Cut in Student Loan Rates Proposed Fri. By House Democrats
By Diana Jean Schemo
THE NEW YORK TIMES
House Democrats on Friday unveiled a bill that would cut interest rates on federally subsidized loans to college students by half over the next five years.
They said they would finance the $6 billion measure by increasing costs that lenders pay to the government and reducing the largest lenders’ government-guaranteed profits.
The bill, one of half a dozen that the new House majority had placed on its 100-hour agenda, underscores the Democrats’ all-out effort to consolidate gains made in November among middle-class voters.
“How to pay for a college education has become a primary concern for students and families across this country, a concern that Congress must urgently address as part of our goal of strengthening America’s middle class,” said Representative George Miller, chairman of the House Education and Labor Committee.
The measure is expected to pass in the House, where it is scheduled for a vote tomorrow. Its future in the Senate is less certain, although the concept behind it is supported by Democratic leaders there, including Edward M. Kennedy, chairman of the education committee, who is planning to introduce a similar bill.
House Republicans, who in trying to contain college costs have focused in recent years on restraining tuition increases, complained Friday of being shut out of the process of writing the new bill and said they would offer amendments before Wednesday’s vote.
“I’m hopeful we can work in a bipartisan way to build upon it, including with reforms that actually make college more affordable and more accessible for low- and middle-income students,” said Representative Howard P. McKeon of California, the ranking Republican on Mr. Miller’s committee.
That theme was echoed at the White House. Blain Rethmeier, a spokesman, said the Bush administration would support efforts in Congress to ease students’ burden, but added that “colleges have the central role to play in ensuring access to affordable higher education.”
Student debt has grown exponentially in recent years, in tandem with college costs that routinely outpace inflation. The average college student now graduates with nearly $18,000 in debt. The Democratic proposal would benefit many such students: the 5.5 million a year who receive subsidized Stafford loans.
The measure unveiled Friday would make good only in part on Democrats’ campaign promise to halve the interest rates on student loans. Democrats had never said that the cut would not fully take effect until 2012 or that the pledge applied only to subsidized Stafford loans.
Unlike Pell grants, which go to students with family incomes under $40,000, Stafford loans are also tapped by middle-income students. Some 75 percent of students holding Stafford loans come from families with household incomes under $67,000, just above the median income for a family of four, which is $65,000, said Luke Swarthout, advocate for the U.S. Public Interest Research Group Higher Education Project.
The bill would cut the interest rates on subsidized Stafford loans for undergraduates — loans to graduate students would not be affected — to 3.4 percent from the current rate of 6.8 percent, in stages.

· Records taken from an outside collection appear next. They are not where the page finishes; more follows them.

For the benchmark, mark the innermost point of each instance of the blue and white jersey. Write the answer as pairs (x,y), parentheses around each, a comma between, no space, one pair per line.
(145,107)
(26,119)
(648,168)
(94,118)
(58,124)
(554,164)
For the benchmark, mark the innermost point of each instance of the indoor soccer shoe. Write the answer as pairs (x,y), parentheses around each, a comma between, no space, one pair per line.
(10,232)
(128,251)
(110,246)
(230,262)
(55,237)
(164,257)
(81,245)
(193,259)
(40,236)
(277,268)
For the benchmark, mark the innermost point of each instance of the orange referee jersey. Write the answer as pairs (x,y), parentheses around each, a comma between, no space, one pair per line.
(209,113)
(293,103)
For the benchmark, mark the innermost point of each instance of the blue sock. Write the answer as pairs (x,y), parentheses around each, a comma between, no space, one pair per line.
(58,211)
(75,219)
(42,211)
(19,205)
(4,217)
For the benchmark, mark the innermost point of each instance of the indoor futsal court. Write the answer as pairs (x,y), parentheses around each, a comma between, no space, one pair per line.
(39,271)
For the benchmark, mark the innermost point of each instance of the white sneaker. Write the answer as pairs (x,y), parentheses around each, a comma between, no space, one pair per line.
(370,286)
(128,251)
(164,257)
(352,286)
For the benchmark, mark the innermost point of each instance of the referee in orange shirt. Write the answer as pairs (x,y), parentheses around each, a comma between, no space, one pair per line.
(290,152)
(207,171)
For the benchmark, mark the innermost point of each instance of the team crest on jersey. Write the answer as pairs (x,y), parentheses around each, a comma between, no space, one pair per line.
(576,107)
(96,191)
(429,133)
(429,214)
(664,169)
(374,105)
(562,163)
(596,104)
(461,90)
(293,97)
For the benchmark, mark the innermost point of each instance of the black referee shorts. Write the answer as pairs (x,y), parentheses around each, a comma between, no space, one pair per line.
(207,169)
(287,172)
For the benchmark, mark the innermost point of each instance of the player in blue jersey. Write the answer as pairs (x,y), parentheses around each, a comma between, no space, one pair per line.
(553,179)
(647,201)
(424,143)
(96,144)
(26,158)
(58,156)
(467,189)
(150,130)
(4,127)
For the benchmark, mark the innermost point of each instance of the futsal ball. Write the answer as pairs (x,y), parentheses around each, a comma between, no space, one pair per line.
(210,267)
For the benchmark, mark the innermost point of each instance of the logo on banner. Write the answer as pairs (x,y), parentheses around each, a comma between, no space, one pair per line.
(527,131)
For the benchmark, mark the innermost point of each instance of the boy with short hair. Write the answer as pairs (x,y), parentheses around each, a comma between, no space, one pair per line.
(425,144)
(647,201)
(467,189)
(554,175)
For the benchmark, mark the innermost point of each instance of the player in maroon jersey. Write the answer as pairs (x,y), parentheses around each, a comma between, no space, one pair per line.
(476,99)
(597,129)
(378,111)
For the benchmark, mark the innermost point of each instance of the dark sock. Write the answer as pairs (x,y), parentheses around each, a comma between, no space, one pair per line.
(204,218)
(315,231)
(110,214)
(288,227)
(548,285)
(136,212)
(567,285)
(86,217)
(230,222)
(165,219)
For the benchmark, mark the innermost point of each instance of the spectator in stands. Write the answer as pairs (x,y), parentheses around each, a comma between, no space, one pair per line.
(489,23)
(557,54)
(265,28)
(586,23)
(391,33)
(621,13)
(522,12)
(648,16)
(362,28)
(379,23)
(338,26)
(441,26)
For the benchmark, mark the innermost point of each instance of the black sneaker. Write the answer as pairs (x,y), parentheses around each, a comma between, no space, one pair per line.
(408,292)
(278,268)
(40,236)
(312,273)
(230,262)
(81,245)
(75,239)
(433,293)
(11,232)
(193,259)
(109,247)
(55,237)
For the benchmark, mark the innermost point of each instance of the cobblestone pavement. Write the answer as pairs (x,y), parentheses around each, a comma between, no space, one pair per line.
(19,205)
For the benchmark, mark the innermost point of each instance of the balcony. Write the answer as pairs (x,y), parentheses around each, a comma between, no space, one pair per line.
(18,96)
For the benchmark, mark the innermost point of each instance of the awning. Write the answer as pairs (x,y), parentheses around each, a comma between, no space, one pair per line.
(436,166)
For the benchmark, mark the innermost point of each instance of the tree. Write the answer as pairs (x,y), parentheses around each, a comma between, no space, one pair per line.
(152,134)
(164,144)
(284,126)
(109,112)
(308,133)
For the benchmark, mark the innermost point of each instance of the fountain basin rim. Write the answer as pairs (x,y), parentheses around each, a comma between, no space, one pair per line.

The first reductions would affect new loans made after July 1.
According to the Project on Student Debt, a nonprofit group, the bill would save a student who graduates from college with $20,000 in debt about $4,000 over the 10-year life of a loan.
Under the program of subsidized Stafford loans, the government guarantees lenders a rate of return that can be higher than the interest rate paid by the student. In trying to finance their proposal, House Democrats decided that for the largest lenders, the bill would lower that rate by 0.1 percentage point. It would also raise fees that lenders pay to the government, and cut payments that lenders receive if a student defaults.
While applauded by student advocacy groups, the bill drew immediate criticism from the student loan industry, which complained that it had already absorbed $12 billion in reduced payments from the government as part of a larger, Republican-led deficit reduction effort last year.
“What we’re really seeing is Peter being robbed to pay Paul,” said Tom Joyce, a spokesman for Sallie Mae, the nation’s largest holder of student loans. “When you continue to cut and cut again, eventually who you’re hurting is not the banks but the students and the parents themselves,” said Mr. Joyce, suggesting that such reductions would ultimately impair services to borrowers.
Mr. Swarthout, of the Higher Education Project, called the bill “a good first step to making college more affordable.” He added, “It will save millions of students thousands of dollars on their debt.” He said that by showcasing the issue in its first days in power, the new Congress was sending a strong signal to student borrowers, and creating high expectations among them for further aid.
“You cannot put college affordability as a top agenda item and then walk away after cutting interest rates,” he said.
While Democrats in the Senate have embraced the goals of halving interest rates, action there will not be as swift as in the House. Melissa Wagoner, a spokeswoman for Mr. Kennedy, said committee hearings would most likely begin on Jan. 25.
Mr. Kennedy’s bill would phase in similar cuts in interest rates not only in subsidized Stafford loans but also in another loan program. It is broader than the House bill in other ways as well, raising Pell grants to a maximum of $5,100 a year, from $4,050.
Katherine McLane, a spokeswoman for Education Secretary Margaret Spellings, said Ms. Spellings supported an increase in the Pell grants.